Wie aber pumpt printf
den String auf eine variable Länge auf?
Falls mir jemand ein if/elsif
-Konstrukt vorschlägt, das eine
limitierte Anzahl von Ziffernlängen abprüft, gehen die Alarmglocken los
und die Falltür zum Haifischbecken öffnet sich automatisch. Kleiner Scherz!
Liegt die Spaltenbreite der
höchsten Zeilennummer in der Variablen $numlen
vor, hilft ein dynamisch
zusammengebauter Formatstring (``%0'' . $numlen . ``d''). Alles in einen
String hineinzuschreiben funktioniert nicht auf Anhieb, denn in
"%0$lend"
würde Perl erfolglos nach der Variablen $lend
suchen.
Alte Perlhasen wissen aber, dass man einen Skalar statt als $numlen
auch
als ${numlen}
schreiben kann, und das klärt die Situation:
"%0${numlen}d"
.
Mit der Programmiersprache C aufgewachsene Haudegen wissen vielleicht auch
noch, dass printf
variable Formatfelder mit dem Platzhalter .*
und
einem zusätzlichen Parameter erlaubt.
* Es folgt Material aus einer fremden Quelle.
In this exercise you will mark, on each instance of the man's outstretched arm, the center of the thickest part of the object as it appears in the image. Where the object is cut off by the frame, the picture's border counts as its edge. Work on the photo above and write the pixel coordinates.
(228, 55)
Der Aufruf
printf("%0.*d", 3, 1)
pumpt die Zahl 1
mit zwei führenden Nullen
auf die Gesamtbreite 3 auf. Ersetzt man 3
durch eine Variable, hat
man eine weitere Möglichkeit, die Zeilennummer auf eine dynamisch
vorgegebene Breite aufzufüllen.
Doch wie bestimmt man die Länge $numlen
der letzten Zeilennummer $num
nun programmatisch? In Perl verwandelt sich eine Zahl bekanntlich leicht
in einen String, dessen Länge sich einfach durch
die eingebaute Funktion length()
ermitteln lässt: Das
Ergebnis des Aufrufs length($num)
liefert den gesuchten Wert
für $numlen
.
Und noch eine weitere Möglichkeit gibt es. Man bedenke folgendes: Im Dezimalsystem sind die Ziffern einer Zahl von rechts nach links mit 10^0, 10^1, 10^2 und so weiter gewichtet. Die Zahl 15 zerlegt sich so zu 5 * 10^0 + 1 * 10^1. Die Zahl 100, die drei Ziffern lang ist, lässt sich als 1 * 10^2 schreiben. Die Zahl 1000, die vier Ziffern lang ist, entspricht 1 * 10^3. Aus wievielen Ziffern besteht also eine Zahl N?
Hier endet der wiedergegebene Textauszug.